From Saint-Hilaire to Snow Daisy-bushes, Proust Project 2
How well do you think you know a given building? I would have thought that my recall of the State Libraries of Queensland – the old one and the new – and of various libraries in Victoria would be pretty good. Over the years I’ve spent a lot of time reading, writing and researching in them. I once had a confrontation with the cloak room attendant at the old Queensland State Library, the one with a pretty dated mural on the front. But you see – I remember the confrontation and the mural and not much else. I’d probably do better with the Docklands city library where my favourite seats overlook the Docklands marina and you can read magazines with your coffee. Or the Katheen Syme where there’s a Makers space upstairs with lots of interesting equipment I was just beginning to learn to use when the pandemic struck.
My real knowledge of these places is minimal. I can’t tell you the mural artist’s name or when it dates from. I can’t name one artwork on the walls of the new QSL – only that I love the sandstone buildings that make up that precinct and that the walks in between the buildings are always cooler than anywhere else, as though they tunnel the slightest summer breeze to refresh lunchtime loiterers. I can’t remember the names of the cafes at the Docklands or the Kathleen Syme. I can’t even tell you when the latter was built.
So it was with awe and fascination that I read – and re-read – Proust’s account of the church at Combray. His description goes for around seven pages and it’s just one glorious mouthful after another, interspersed here and there with snippets of neighbourhood life ‘one would see Mme. Sazerat kneel for a moment, setting down on the next prayer stool a packet of petits fours tied with string that she had just picked up from the pastry shop across the street and was going to take back home for lunch…’
Proust’s leisurely and lengthy sentences express the kind of intimate knowledge we have of close friends or family. The sight of its steeple indicated that it was time to ‘gather up the rugs’ and prepare to disembark from the Paris train. The base is a timekeeper for the young narrator – when the slates blaze ‘like a black sun’ it’s time to give Aunt Leonie a kiss before Mass. The grandmother loves its ‘strange old face’ of it and declares, ‘I’m sure that if it could play the piano it would not play dryly.’
As the child of a Theosophist mother and a Rationalist father, churches were not on my horizon.
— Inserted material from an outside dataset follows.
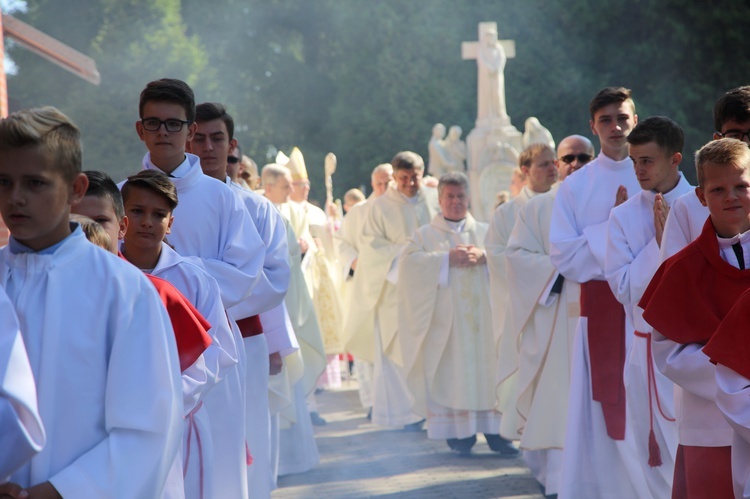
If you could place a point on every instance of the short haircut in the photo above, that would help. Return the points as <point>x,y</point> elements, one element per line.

Eventually I found my way to the Society of Friends and became a sometime attender of Meeting for Worship. It’s less about steeples. There was very little difference between the room we met in for Northern Suburbs Meeting and the Paris Meeting room I found myself in during July 2013. There was the same central table bearing relevant books, a similar faded carpet, an optimistic number of chairs placed in a circle and a welcoming Clerk of Meeting. I sat down, gathered myself and felt completely at home. After one Meeting, I went to a gospel concert at the 13th century Saint-Julien-le-Pauvre – from silence to sublime voices rocking the dead.
It’s easy to romanticise the church if you grew up without organised religion and I do, in the same way I have an idealised view of the large family which does not admit feuds, rivalries or jealousies. I have returned to those seven pages of Swann’s Way over and over and not just for the pleasure of Proust’s passages, breathtaking though they are. It’s Saint-Hilaire’s centrality that intrigues me, too – landmark and lifeline rising up between M. Rapin’s pharmacy and Mme. Loiseau’s house, garlanded with the latter’s fuschias, and treated with an equal mix of reverence and easy familiarity.
Mostly those pages exhort me to pay attention. What, they ask, can you see? Not at a glance, but with the rare concentration of your entire sensory focus and over a period of time, taking in the changes of each season and shifts in the weather?
Perhaps the closest to Saint-Hilaire I can come to is the patch of Sherbrook Forest where I’ve walked for the past few years. The mountain ash steeple to the sky, the lyrebirds show-off their borrowed calls and now, in spring, there are a hundred and more greens, from the strident new-growth of the Mother ferns to the pale eau de Nil lichen patches, ghostly against dark bark. The other day I opened a bag I haven’t used since last summer and a handful of crumbled vegetation fell out – small twigs I’d stolen from the galaxy of snow daisy-bushes that line a part of Neuman’s track. I’d taken them home to embroider the starry flowers.
Maybe the whole great Proust adventure is a lesson in this as much as it is anything else.